Don’t get me wrong, I’m all for creativity and even compilers getting money for their work where appropriate. But, they don’t deserve protection for merely listing things in a specific order.

It’s just another indication of how idiotic copyright has become and how trivial it is to break it. I do hope that they get mired in legal battles that cost them more than they could possibly gain, however. The first thought is this – OK, sharing playlists can be considered copyright infringement, but private playlists or just happening to play the tracks in the same order?

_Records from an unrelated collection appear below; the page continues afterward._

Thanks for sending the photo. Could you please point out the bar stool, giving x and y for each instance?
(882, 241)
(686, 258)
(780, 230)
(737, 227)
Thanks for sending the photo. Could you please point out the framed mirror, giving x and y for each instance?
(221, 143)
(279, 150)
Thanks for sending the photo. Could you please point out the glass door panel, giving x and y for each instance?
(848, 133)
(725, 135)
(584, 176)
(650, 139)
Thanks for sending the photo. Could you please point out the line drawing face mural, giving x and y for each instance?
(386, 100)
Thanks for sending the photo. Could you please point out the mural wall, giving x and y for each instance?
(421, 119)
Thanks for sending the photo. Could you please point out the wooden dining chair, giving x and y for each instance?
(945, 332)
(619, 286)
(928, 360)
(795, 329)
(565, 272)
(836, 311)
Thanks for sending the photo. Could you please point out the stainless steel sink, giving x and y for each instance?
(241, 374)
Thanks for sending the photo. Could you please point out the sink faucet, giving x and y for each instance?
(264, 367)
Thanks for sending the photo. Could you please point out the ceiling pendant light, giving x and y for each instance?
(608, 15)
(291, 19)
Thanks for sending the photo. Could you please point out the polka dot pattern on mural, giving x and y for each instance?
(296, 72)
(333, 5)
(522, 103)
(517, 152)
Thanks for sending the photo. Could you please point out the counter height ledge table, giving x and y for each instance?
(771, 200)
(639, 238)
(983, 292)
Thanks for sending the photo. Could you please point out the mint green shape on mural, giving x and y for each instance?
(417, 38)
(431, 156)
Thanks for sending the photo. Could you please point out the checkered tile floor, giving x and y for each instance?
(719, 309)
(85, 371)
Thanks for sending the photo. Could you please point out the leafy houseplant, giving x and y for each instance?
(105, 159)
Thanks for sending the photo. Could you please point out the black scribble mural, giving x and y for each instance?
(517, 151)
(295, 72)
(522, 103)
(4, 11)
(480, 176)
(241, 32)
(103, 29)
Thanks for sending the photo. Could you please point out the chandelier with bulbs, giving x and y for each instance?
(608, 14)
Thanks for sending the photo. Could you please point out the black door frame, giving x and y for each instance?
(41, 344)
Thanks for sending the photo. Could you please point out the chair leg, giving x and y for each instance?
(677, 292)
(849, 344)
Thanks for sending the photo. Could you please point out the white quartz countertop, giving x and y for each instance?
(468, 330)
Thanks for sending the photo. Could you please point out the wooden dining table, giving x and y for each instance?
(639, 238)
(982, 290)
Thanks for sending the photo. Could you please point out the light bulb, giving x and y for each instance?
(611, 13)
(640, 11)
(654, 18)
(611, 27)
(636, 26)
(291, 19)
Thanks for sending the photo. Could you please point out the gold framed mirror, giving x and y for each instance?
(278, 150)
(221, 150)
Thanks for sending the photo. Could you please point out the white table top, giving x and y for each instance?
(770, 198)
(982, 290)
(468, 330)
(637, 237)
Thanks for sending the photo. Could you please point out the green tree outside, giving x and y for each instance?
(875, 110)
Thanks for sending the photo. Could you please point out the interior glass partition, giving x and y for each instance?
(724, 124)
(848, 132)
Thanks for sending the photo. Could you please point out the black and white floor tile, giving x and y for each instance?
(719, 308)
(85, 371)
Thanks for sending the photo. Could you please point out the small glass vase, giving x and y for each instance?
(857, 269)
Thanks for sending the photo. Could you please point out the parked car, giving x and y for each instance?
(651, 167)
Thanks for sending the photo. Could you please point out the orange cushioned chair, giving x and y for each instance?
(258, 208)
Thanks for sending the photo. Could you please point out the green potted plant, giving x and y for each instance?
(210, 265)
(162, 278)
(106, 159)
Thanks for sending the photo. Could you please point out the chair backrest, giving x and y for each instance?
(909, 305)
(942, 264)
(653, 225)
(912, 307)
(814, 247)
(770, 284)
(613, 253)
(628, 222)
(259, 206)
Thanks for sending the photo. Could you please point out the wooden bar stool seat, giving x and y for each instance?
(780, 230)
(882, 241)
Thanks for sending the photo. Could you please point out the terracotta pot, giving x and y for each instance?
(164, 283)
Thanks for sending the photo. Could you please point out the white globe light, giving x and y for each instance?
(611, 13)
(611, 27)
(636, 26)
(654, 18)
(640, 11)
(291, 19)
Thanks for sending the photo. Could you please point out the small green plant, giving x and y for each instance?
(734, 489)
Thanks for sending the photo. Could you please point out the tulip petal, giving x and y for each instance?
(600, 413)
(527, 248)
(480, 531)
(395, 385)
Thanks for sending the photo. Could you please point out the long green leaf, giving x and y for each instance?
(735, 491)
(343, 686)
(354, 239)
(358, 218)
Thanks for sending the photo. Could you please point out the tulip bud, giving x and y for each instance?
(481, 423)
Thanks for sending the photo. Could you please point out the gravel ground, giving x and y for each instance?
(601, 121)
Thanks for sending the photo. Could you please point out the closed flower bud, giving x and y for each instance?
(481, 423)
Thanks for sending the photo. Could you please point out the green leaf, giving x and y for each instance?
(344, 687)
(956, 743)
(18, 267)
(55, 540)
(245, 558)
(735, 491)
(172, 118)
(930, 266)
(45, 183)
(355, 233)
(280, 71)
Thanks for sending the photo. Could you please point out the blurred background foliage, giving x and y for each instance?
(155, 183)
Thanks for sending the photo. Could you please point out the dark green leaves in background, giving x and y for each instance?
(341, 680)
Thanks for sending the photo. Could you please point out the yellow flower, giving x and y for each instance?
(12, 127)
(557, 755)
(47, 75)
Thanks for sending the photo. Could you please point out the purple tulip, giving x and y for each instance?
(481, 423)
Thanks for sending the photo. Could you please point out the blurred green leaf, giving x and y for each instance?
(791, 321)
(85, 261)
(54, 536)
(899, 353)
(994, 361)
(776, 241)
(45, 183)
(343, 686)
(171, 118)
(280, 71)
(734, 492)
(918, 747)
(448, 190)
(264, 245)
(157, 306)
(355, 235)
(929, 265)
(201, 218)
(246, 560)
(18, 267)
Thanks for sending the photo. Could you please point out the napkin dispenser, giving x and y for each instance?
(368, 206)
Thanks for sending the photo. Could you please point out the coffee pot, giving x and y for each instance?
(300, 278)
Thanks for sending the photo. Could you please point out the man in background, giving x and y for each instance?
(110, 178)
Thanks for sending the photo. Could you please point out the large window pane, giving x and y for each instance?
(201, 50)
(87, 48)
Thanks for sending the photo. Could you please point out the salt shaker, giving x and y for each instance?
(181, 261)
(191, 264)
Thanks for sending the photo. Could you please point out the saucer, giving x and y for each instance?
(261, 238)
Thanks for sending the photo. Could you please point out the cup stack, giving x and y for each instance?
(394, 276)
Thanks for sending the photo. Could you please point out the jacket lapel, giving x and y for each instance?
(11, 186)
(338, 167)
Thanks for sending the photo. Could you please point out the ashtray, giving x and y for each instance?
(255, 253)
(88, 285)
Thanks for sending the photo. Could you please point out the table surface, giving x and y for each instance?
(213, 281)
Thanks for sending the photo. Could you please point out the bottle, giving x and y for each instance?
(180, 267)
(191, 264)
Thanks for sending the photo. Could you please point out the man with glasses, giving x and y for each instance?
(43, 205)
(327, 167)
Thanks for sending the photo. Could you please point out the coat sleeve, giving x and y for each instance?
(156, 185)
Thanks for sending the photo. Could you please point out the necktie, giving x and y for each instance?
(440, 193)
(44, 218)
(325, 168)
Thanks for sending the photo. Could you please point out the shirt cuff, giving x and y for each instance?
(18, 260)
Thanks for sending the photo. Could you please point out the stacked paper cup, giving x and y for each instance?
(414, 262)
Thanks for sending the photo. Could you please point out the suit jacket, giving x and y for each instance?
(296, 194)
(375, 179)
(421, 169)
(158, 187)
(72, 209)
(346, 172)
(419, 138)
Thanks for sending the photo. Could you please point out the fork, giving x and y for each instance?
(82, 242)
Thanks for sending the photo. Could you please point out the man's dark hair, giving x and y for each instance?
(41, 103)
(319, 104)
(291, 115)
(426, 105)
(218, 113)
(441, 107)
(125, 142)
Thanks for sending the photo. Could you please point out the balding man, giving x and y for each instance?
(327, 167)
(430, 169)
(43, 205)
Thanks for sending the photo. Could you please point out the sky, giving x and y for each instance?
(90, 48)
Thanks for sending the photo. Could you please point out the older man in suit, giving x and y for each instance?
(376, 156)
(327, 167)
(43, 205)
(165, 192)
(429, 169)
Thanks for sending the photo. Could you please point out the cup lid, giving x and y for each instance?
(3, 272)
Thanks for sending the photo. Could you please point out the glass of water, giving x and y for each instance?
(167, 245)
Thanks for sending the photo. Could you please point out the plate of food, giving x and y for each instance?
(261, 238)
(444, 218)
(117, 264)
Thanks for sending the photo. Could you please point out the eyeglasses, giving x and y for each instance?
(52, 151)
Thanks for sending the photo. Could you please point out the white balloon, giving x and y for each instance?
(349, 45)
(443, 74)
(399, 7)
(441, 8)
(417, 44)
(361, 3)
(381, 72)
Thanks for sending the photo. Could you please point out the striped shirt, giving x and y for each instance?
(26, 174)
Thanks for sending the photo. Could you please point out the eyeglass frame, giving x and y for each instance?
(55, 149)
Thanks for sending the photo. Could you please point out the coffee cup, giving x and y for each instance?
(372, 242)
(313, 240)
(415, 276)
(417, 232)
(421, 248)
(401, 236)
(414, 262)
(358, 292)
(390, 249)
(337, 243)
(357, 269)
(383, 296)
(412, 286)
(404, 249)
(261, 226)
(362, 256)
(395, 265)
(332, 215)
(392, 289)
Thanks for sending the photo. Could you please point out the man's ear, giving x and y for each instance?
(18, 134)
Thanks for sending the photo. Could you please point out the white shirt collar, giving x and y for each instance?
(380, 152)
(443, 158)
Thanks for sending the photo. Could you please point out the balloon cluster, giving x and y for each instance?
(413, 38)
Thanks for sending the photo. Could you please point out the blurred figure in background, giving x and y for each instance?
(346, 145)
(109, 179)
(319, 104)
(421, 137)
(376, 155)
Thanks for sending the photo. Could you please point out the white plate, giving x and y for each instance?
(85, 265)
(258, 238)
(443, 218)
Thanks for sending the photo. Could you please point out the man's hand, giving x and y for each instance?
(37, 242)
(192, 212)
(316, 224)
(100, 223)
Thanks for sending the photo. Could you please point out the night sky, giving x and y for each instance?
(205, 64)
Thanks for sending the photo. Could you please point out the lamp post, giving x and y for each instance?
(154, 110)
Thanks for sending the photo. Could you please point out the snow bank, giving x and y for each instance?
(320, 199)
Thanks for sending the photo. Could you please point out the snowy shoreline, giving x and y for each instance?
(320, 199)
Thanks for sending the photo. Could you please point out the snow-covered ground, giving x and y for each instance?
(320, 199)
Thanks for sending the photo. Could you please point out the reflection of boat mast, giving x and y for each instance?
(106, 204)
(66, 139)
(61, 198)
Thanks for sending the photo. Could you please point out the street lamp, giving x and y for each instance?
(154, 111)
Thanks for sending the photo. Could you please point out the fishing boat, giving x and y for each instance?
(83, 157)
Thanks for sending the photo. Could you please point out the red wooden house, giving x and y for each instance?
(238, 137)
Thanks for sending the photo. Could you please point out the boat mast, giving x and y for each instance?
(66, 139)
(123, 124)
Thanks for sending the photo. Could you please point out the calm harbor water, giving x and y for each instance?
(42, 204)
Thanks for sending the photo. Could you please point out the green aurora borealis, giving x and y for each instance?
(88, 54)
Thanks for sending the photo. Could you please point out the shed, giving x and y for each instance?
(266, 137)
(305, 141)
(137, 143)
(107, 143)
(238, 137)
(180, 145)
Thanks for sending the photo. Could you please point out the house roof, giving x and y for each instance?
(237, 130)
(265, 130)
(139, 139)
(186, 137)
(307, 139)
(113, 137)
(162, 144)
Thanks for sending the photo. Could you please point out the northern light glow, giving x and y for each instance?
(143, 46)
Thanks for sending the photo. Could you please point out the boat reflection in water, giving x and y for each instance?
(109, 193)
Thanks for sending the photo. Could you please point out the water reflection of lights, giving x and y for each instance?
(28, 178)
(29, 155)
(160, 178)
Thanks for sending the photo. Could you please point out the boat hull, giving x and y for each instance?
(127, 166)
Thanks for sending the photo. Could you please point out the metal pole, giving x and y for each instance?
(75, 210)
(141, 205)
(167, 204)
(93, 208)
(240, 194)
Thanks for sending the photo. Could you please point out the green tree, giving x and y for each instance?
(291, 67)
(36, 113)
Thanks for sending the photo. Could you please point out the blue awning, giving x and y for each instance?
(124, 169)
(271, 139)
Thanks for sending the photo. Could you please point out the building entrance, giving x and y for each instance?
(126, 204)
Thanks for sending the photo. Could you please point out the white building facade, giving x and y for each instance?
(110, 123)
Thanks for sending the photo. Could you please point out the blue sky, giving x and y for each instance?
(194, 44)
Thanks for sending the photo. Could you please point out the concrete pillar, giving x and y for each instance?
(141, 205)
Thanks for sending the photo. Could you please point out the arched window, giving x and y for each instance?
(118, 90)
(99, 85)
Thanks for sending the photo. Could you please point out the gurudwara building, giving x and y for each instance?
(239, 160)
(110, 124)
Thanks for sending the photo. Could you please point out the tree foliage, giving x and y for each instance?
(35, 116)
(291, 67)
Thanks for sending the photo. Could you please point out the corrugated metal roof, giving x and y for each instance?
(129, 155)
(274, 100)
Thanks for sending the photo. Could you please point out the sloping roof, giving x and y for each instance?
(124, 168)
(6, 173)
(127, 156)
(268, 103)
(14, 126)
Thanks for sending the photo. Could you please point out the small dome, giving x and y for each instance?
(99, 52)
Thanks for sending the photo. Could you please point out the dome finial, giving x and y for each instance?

Same result, fuck all they can do about it, and I hope they kill themselves trying if they’re that stupid.

Whatever the letter of the law, they stand to gain nothing by fighting this.

Martinsays:

EU database directive does not (normally) cover compilations on CDs

Interestingly the EU database directive says:

“as a rule, the compilation of several recordings of musical performances on a CD does not come within the scope of this Directive, both because, as a compilation, it does not meet the conditions for copyright protection and because it does not represent a substantial enough investment to be eligible under the sui generis right”

M. Alan Thomas IIsays:

Usually I don’t bother questioning forms of thin copyright. Having a theoretical right isn’t always the same as it being polite to use it, though, and the secondary liability problem is insurmountable either way.

Here’s my two theoreticals:

Collage artists and the like vs playlists: where do you draw the copyright line for assembling existing materials into a creative whole? Why is one a copyrightable assemblage and the other not?

Playlists vs very similar playlists: Could I get around this by inserting Prince’s “Segue” (four seconds of silence) into a playlist? If not, where do you draw the line for infringing similarity?

Looking at those, I think I’ll stick with playlists being copyrightable but only if identical. And then tell MoS that they’re being asses.